En cuanto a la cantidad, día a día nos encontramos en la espera de saber cuántos son los infectados hasta hoy y cuántos los muertos. Estamos paralizados en la expectativa angustiosa de cómo cada día aumenta el número, en el marco del desconcierto generalizado. Quedamos tiranizados por una cantidad. Recordemos cómo estábamos hace unos años con el “riesgo país”. Esto puede evocar lo que Elías Canetti (Masa y poder) describió como “voluptuosidad del incremento numérico”, al analizar la relación entre las masas y la inflación. Quedamos cautivos de un goce masoquista caracterizado por la falta de cualidad de aquellos números, números que nos dejan encerrados y rápidamente pueden volverse tóxicos. En la novela de Camus, Grand le dice al doctor Rieux: “Las cifran suben, doctor: once muertos en cuarenta y ocho horas”.

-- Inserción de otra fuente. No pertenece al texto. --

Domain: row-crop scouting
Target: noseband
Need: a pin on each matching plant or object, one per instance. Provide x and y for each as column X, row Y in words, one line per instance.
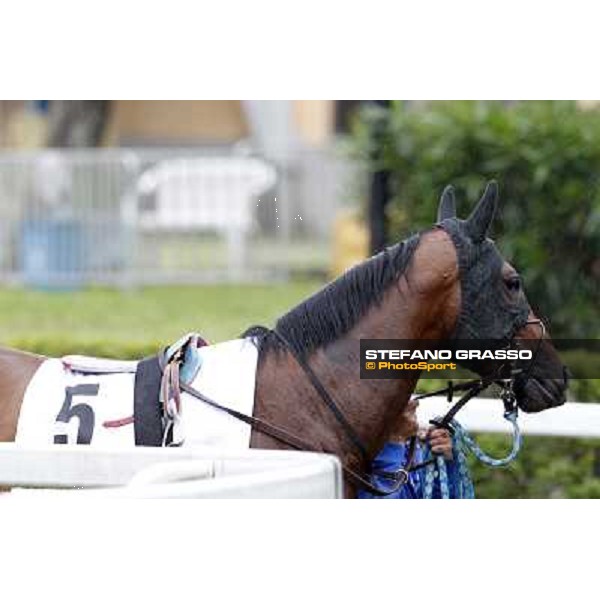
column 362, row 479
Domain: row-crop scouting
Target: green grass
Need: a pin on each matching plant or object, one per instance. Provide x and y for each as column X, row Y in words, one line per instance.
column 110, row 321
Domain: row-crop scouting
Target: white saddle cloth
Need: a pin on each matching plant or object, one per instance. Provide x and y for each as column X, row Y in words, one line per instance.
column 66, row 403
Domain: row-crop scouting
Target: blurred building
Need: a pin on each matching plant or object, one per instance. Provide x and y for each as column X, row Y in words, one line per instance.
column 153, row 146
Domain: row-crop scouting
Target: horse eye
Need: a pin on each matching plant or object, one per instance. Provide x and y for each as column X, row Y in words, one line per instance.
column 514, row 284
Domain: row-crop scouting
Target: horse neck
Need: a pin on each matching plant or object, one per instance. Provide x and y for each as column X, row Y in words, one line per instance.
column 16, row 370
column 374, row 407
column 422, row 304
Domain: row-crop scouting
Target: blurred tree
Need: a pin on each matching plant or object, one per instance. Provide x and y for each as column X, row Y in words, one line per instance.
column 77, row 123
column 546, row 158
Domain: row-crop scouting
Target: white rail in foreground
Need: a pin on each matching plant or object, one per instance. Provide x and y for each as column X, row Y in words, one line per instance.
column 573, row 419
column 169, row 473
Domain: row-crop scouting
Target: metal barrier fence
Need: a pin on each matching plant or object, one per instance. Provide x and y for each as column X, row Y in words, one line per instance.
column 135, row 216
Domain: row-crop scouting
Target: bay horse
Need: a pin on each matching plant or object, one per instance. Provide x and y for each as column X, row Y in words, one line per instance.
column 448, row 282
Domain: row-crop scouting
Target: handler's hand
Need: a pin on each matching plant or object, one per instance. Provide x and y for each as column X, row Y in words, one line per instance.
column 440, row 442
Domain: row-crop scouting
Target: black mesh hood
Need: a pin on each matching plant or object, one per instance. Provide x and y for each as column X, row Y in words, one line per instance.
column 486, row 313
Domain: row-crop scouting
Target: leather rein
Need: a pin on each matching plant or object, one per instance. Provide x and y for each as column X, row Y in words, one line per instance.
column 172, row 387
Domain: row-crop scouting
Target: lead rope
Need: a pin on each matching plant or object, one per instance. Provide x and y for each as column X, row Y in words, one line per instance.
column 436, row 471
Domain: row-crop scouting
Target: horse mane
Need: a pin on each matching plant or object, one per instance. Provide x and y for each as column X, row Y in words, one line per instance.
column 335, row 309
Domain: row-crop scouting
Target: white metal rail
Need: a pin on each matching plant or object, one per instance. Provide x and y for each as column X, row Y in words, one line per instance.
column 170, row 472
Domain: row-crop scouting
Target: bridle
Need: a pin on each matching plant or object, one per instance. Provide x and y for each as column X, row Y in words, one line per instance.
column 170, row 397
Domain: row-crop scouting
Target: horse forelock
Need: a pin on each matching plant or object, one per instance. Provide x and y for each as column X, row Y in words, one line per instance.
column 335, row 309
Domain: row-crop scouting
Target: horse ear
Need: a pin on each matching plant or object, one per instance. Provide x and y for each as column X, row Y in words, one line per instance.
column 482, row 216
column 447, row 207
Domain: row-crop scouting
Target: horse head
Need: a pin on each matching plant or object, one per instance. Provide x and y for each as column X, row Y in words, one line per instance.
column 493, row 305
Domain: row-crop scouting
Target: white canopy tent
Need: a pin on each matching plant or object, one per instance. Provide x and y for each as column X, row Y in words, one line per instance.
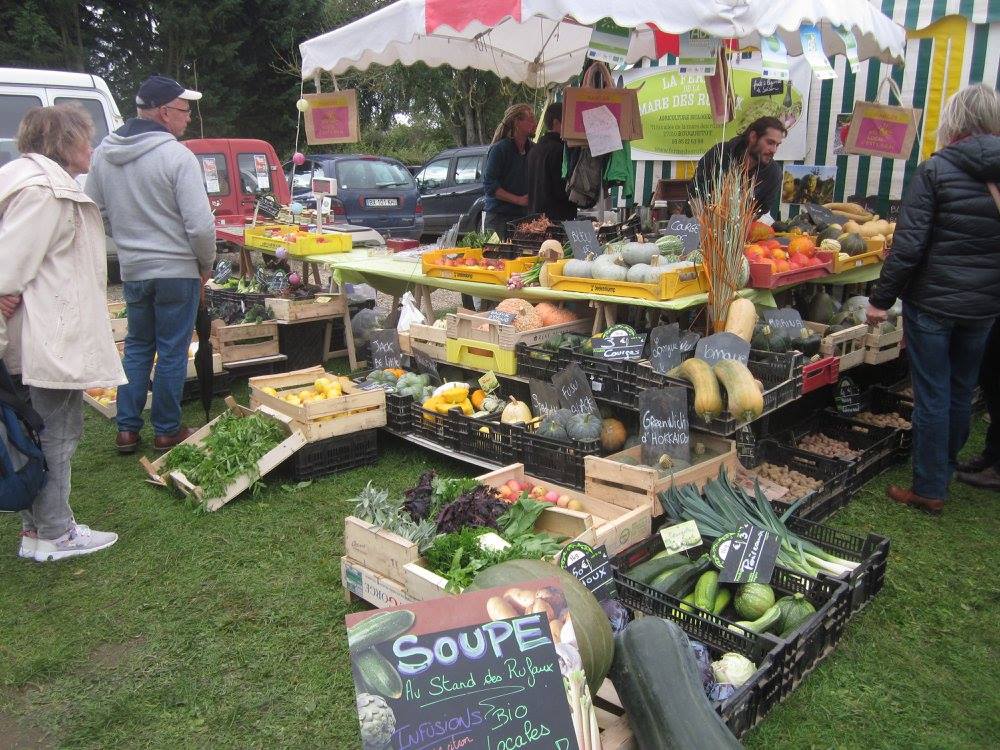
column 539, row 42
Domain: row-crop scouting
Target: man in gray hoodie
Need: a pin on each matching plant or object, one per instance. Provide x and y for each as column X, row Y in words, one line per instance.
column 152, row 197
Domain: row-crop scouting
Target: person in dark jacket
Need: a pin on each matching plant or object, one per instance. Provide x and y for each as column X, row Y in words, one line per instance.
column 546, row 185
column 757, row 146
column 945, row 266
column 505, row 176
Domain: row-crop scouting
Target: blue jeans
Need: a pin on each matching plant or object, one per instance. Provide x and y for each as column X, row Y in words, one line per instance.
column 161, row 315
column 944, row 367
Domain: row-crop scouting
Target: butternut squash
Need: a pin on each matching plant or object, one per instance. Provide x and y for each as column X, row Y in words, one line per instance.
column 746, row 402
column 741, row 318
column 707, row 399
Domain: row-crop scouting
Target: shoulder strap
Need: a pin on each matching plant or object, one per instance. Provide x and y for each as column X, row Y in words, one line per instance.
column 995, row 192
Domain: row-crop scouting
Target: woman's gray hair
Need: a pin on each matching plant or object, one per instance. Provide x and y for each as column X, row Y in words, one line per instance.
column 974, row 110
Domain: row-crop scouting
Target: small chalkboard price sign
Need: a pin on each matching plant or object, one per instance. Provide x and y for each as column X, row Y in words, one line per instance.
column 574, row 390
column 721, row 346
column 745, row 556
column 663, row 424
column 482, row 672
column 582, row 238
column 785, row 319
column 385, row 349
column 687, row 229
column 544, row 397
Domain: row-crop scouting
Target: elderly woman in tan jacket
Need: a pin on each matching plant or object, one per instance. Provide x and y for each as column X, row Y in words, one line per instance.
column 53, row 305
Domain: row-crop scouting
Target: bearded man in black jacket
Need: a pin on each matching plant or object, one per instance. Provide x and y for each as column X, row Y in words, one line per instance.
column 945, row 266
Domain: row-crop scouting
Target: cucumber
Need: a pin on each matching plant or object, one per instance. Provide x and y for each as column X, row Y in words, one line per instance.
column 656, row 565
column 379, row 628
column 706, row 589
column 378, row 674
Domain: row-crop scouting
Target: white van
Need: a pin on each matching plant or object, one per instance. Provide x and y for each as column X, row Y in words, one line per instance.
column 21, row 89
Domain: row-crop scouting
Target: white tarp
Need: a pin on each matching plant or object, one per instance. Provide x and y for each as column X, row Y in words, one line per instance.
column 538, row 42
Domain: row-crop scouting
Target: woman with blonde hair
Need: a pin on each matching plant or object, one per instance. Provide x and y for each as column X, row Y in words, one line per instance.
column 53, row 305
column 945, row 265
column 505, row 176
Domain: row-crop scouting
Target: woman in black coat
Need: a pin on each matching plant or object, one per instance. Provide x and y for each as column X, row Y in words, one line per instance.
column 945, row 265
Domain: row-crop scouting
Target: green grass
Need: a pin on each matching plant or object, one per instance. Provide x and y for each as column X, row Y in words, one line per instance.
column 226, row 630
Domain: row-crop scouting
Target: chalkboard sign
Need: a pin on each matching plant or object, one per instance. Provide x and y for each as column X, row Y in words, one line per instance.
column 385, row 349
column 668, row 348
column 663, row 424
column 482, row 672
column 687, row 229
column 544, row 397
column 574, row 390
column 721, row 346
column 592, row 567
column 582, row 238
column 619, row 342
column 847, row 397
column 785, row 319
column 746, row 556
column 501, row 317
column 766, row 86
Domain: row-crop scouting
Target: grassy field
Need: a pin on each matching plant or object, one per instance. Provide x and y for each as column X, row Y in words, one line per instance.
column 226, row 630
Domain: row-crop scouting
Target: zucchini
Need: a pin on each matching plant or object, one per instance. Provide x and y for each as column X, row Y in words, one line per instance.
column 657, row 565
column 706, row 589
column 379, row 628
column 657, row 680
column 378, row 674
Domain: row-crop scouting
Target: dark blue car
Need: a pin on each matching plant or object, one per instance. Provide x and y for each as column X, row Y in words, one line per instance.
column 371, row 191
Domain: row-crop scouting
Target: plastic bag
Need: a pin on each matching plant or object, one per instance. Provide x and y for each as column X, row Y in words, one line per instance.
column 408, row 314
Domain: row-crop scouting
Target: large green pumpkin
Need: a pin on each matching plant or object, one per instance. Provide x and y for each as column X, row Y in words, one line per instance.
column 590, row 624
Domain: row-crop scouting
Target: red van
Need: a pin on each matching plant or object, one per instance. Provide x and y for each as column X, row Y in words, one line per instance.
column 235, row 170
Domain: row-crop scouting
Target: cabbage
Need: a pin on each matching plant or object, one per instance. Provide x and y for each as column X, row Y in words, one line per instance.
column 733, row 669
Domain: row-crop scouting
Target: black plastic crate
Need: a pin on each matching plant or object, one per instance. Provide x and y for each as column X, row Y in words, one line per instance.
column 753, row 699
column 871, row 551
column 332, row 455
column 820, row 505
column 556, row 460
column 220, row 386
column 777, row 373
column 878, row 446
column 809, row 644
column 500, row 443
column 302, row 343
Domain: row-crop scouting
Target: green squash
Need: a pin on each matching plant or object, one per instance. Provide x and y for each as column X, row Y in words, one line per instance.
column 590, row 623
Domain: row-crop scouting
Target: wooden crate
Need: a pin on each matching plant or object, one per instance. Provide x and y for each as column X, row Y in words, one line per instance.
column 119, row 326
column 608, row 524
column 270, row 461
column 354, row 411
column 847, row 345
column 296, row 310
column 633, row 486
column 429, row 340
column 238, row 343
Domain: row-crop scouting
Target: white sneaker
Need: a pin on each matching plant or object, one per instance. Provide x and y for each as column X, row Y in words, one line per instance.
column 79, row 540
column 28, row 546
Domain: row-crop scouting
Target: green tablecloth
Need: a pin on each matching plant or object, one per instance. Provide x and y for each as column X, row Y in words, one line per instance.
column 394, row 276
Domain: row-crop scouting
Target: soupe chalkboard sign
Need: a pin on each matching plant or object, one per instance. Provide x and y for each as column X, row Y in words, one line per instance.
column 574, row 390
column 482, row 672
column 664, row 427
column 385, row 349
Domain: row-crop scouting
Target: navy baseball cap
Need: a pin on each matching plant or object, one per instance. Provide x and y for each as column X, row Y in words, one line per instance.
column 158, row 90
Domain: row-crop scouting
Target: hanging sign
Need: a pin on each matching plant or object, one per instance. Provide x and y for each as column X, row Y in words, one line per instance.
column 812, row 50
column 574, row 390
column 663, row 424
column 721, row 346
column 481, row 672
column 385, row 349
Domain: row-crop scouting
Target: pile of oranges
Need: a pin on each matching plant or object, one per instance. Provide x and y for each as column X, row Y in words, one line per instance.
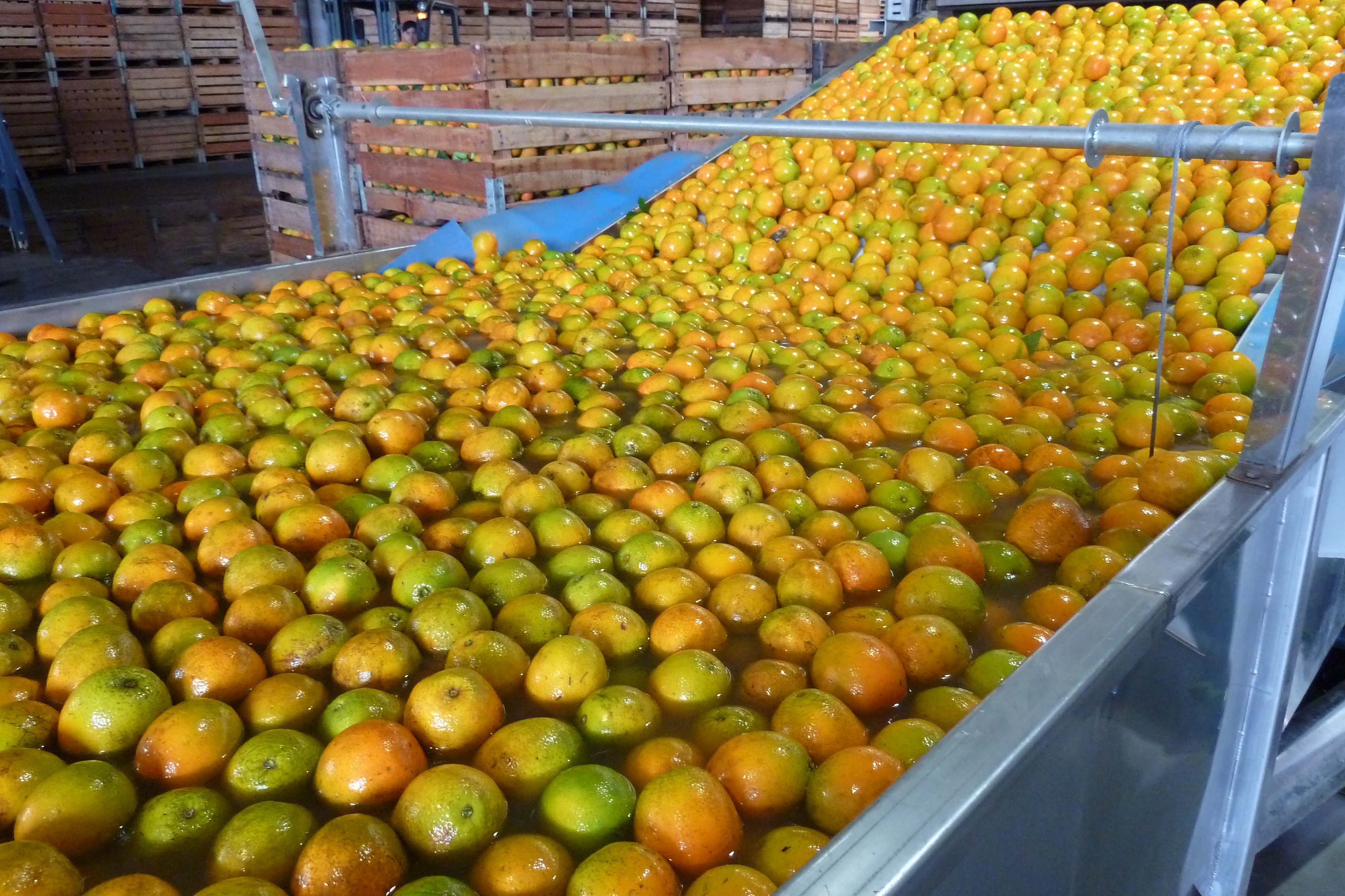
column 641, row 570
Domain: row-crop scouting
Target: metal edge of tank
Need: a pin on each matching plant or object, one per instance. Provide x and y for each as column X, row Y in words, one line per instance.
column 24, row 317
column 907, row 841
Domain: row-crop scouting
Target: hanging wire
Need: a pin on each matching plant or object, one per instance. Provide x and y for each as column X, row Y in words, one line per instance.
column 1180, row 145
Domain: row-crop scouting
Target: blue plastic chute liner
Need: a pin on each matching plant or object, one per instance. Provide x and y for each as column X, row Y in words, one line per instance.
column 564, row 222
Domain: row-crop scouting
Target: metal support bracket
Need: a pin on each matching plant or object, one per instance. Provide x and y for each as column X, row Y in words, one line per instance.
column 332, row 204
column 252, row 22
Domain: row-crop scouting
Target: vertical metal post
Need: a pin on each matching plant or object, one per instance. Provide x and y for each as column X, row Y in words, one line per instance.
column 494, row 196
column 1266, row 629
column 332, row 205
column 1309, row 313
column 385, row 13
column 323, row 22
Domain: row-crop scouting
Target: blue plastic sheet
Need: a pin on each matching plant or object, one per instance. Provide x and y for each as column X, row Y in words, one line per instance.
column 564, row 222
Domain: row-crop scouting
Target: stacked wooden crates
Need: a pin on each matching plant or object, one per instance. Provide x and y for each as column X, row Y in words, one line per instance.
column 431, row 174
column 28, row 97
column 736, row 77
column 280, row 174
column 158, row 81
column 83, row 49
column 213, row 38
column 814, row 19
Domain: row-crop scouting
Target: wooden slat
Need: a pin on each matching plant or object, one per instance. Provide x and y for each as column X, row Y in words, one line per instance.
column 572, row 170
column 422, row 206
column 159, row 88
column 217, row 85
column 291, row 216
column 423, row 138
column 442, row 175
column 380, row 233
column 426, row 99
column 578, row 60
column 691, row 92
column 286, row 248
column 280, row 186
column 709, row 54
column 278, row 126
column 278, row 157
column 447, row 65
column 617, row 97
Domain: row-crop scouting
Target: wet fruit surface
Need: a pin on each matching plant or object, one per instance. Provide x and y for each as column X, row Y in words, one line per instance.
column 644, row 568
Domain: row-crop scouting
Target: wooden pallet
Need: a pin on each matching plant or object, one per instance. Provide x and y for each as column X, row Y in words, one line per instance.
column 21, row 30
column 282, row 32
column 159, row 89
column 171, row 139
column 85, row 68
column 151, row 37
column 289, row 248
column 24, row 71
column 33, row 118
column 100, row 145
column 523, row 177
column 217, row 88
column 762, row 57
column 506, row 29
column 212, row 37
column 420, row 206
column 224, row 134
column 93, row 99
column 79, row 30
column 381, row 233
column 32, row 97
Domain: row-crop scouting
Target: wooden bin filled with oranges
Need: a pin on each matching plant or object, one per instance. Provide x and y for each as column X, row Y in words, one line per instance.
column 644, row 568
column 734, row 77
column 435, row 173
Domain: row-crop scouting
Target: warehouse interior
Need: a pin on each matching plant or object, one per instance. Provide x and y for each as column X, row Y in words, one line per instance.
column 158, row 149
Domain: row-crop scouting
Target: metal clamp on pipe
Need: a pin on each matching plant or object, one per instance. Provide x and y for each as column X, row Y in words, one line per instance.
column 1100, row 138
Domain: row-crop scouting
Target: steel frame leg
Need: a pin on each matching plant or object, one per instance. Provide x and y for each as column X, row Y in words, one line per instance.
column 332, row 202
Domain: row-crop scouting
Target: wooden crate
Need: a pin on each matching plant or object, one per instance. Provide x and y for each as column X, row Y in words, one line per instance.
column 21, row 30
column 508, row 29
column 79, row 30
column 93, row 99
column 280, row 29
column 33, row 118
column 155, row 34
column 380, row 232
column 169, row 139
column 215, row 36
column 458, row 161
column 763, row 64
column 159, row 89
column 225, row 134
column 96, row 116
column 524, row 178
column 25, row 71
column 85, row 68
column 217, row 88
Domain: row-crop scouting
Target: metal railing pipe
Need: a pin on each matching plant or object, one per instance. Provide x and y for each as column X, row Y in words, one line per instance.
column 1101, row 136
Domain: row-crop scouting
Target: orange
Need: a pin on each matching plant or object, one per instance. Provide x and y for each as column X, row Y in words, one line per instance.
column 847, row 783
column 861, row 670
column 689, row 818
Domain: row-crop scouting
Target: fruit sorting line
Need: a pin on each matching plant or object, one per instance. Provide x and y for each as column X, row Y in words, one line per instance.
column 1143, row 748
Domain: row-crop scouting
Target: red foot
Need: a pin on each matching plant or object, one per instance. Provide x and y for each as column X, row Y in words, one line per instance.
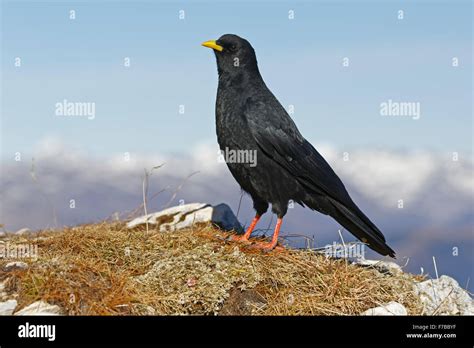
column 266, row 246
column 240, row 239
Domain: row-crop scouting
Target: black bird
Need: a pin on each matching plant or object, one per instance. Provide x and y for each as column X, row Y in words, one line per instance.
column 250, row 118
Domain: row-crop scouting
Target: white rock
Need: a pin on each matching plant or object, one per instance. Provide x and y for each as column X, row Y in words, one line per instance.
column 184, row 216
column 2, row 289
column 444, row 296
column 15, row 265
column 40, row 308
column 383, row 266
column 7, row 307
column 391, row 308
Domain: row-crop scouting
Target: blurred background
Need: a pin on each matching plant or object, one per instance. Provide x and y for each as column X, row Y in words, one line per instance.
column 152, row 86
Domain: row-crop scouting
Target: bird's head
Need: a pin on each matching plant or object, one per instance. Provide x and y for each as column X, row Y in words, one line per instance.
column 233, row 54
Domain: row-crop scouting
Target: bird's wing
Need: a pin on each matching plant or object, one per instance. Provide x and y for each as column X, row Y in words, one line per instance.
column 277, row 136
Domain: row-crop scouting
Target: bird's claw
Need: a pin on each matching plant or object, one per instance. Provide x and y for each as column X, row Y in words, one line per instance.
column 266, row 246
column 239, row 239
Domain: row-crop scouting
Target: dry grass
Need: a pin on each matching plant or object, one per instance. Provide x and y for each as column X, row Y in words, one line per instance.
column 105, row 269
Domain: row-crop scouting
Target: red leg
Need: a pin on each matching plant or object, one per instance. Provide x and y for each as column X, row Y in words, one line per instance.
column 267, row 246
column 247, row 234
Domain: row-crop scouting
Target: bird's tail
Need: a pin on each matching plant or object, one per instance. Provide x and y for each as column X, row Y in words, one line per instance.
column 355, row 221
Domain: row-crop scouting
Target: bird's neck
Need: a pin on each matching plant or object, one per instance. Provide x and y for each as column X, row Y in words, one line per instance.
column 239, row 79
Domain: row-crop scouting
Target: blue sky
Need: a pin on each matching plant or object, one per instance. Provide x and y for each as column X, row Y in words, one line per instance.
column 301, row 61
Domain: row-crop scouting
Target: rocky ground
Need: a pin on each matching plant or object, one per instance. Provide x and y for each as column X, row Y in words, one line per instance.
column 179, row 261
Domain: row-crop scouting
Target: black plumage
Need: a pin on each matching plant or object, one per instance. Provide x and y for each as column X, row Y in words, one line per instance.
column 288, row 167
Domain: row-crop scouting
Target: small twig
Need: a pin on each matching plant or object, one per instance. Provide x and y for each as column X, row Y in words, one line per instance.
column 436, row 268
column 179, row 188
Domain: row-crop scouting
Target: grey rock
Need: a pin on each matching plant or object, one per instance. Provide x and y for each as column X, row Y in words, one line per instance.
column 23, row 231
column 7, row 307
column 185, row 216
column 444, row 296
column 40, row 308
column 391, row 308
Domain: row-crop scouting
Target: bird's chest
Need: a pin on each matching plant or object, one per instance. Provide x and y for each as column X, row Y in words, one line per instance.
column 231, row 126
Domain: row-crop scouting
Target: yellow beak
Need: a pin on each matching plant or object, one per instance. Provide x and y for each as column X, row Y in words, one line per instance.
column 212, row 44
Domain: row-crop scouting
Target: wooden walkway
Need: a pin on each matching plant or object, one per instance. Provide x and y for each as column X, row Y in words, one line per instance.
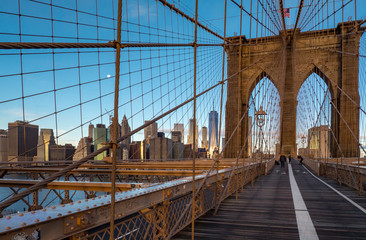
column 266, row 211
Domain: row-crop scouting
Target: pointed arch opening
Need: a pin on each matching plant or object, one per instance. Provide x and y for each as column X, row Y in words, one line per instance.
column 314, row 134
column 263, row 137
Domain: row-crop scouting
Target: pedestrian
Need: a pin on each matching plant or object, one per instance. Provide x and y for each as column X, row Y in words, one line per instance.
column 301, row 159
column 282, row 160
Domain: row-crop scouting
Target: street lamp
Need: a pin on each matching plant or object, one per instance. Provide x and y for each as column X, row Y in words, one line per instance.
column 260, row 119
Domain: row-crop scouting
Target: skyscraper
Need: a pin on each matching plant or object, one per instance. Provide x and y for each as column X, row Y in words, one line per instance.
column 100, row 136
column 318, row 143
column 151, row 131
column 125, row 128
column 3, row 145
column 45, row 140
column 204, row 143
column 61, row 153
column 176, row 136
column 160, row 147
column 125, row 145
column 22, row 141
column 190, row 135
column 91, row 129
column 179, row 127
column 213, row 128
column 250, row 133
column 84, row 148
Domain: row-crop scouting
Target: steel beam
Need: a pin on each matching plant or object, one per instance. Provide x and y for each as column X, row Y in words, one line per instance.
column 68, row 185
column 96, row 211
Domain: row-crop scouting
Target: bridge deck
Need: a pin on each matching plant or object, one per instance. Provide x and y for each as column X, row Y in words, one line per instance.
column 266, row 211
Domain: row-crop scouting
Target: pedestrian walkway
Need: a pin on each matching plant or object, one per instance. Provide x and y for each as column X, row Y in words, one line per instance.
column 267, row 210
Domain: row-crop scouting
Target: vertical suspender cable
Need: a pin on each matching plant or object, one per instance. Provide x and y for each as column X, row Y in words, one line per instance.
column 239, row 85
column 193, row 207
column 115, row 119
column 223, row 75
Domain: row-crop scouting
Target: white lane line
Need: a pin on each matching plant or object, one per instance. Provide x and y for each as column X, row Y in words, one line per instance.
column 304, row 223
column 338, row 192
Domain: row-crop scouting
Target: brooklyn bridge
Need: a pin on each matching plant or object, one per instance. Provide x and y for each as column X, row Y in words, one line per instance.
column 170, row 119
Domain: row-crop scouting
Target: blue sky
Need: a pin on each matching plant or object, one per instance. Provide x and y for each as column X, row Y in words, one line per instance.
column 152, row 80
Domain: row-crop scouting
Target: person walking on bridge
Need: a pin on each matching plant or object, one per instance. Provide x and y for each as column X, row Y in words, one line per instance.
column 282, row 160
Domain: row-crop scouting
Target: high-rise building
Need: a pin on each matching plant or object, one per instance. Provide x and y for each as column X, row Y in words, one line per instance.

Respecto del contagio, al menos parcialmente, se asemeja a lo que sucede con la “inseguridad” ante el delito e, incluso, con las crisis financieras: sobre la base material de sucesos efectivos, se difunde un estado anímico que recorre y corroe toda la trama social. No seré el primero en señalar que el incremento afectivo, el desborde, constituye una forma de “aullar con la manada”. Al no saber qué pasa, o quién está enfermo, o si “a mí me tocará”, al menos todos sentimos la misma angustia. Sin embargo, lejos de configurar una forma protectora, es una vía de transmisión recíproca de la angustia, el pesimismo o la desconfianza. El contagio evidencia la alteración de nuestra coraza de protección antiestímulo y es el complemento de la captación de procesos mortíferos desarrollados o supuestos en cuerpos ajenos al propio. Curiosamente, en el contagio afectivo terminamos reproduciendo lo que tememos suceda con el virus.

Podría insistir en distinguir la crítica, la estadística y la empatía de la paranoia, la falta de cualidad y los desbordes emocionales, pero dejemos que finalice Camus: “Lo que había que hacer era reconocer claramente lo que debía ser reconocido, espantar al fin las sombras inútiles y tomar las medidas convenientes. Porque la peste, o no se la imagina, o se la imagina falsamente”.

* Doctor en Psicología. Psicoanalista.